Processing output for 3D single person full-body tracking with FrankMocap

Wim Pouw ( wim.pouw@donders.ru.nl )
James Trujillo ( james.trujillo@donders.ru.nl )
18-11-2021

Info documents

This module provides a demonstration of how to extract a time series from FrankMocap output. FrankMocap is a heavy-duty GPU-based single-person 3D motion tracking procedure that takes as input from 2D video and approximates 3D joint postions. So for it to run it (smoothly) you need a (strong) GPU (i.e., a good video card); see repository for specifications.

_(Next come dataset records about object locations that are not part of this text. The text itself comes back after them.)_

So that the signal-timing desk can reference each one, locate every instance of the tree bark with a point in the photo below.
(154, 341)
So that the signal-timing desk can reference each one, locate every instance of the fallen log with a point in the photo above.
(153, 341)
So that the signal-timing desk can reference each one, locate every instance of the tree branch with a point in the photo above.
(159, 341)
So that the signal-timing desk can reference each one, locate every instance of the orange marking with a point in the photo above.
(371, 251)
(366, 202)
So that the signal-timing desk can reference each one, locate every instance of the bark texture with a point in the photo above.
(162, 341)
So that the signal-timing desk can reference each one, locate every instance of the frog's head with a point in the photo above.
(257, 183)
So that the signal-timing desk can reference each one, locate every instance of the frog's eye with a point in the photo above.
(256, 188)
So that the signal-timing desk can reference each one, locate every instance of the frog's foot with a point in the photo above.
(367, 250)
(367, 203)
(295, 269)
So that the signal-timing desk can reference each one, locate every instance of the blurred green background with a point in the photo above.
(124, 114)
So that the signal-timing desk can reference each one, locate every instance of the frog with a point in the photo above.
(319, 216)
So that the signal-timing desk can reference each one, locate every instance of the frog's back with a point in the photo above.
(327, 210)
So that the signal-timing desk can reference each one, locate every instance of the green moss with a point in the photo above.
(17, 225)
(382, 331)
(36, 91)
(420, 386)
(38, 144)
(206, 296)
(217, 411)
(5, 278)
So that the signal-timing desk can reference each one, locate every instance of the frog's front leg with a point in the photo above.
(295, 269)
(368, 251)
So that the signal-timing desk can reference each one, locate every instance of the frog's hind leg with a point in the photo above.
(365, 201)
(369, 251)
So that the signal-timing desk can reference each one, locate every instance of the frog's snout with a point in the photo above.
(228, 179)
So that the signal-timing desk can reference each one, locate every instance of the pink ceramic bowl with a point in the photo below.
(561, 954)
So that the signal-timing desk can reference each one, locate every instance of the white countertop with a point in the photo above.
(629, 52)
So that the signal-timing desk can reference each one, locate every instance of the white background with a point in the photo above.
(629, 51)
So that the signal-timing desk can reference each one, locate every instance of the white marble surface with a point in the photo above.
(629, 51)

FrankMocap is special in that it is dedicated for 3D motion tracking from 2D video. Where the lightweight Mediapipe body and hand tracking also provides some depth information, FrankMocap is specifically optimized for estimating as best as possible the 3D joint positions (and rotations) from 2D video for the hands and the body. See the main FrankMocap paper in the resources for performance indicators. Note that FrankMocap only allows for tracking one person, and it will actually give an error if there are more than 1 person in the frame.

The installation of frankmocap can be quite cumbersome, and the procedure depends on your operating system (for a description see the FrankMocap repository linked below). We have installed frankmocap on a windows machine following the exact instructions of this helpful tutorial https://www.youtube.com/watch?v=MYLMM7jOMS4. If your institute has such resources you can ask your IT department to assist in the installation.

But even when the installation is completed, the output you can then generate is not yet a time series and a tracking video that we can work with. FrankMocap generates only single video frames with the pose projected onto the frames, and per frame a .pkl file that contains tracking information. This python script therefore assists in this last step to transform the frankmocap output into workable time series data and create a video from the frames. We will extract the joint positions, but not that the script can be adapted if you want the 3D joint rotation angles instead.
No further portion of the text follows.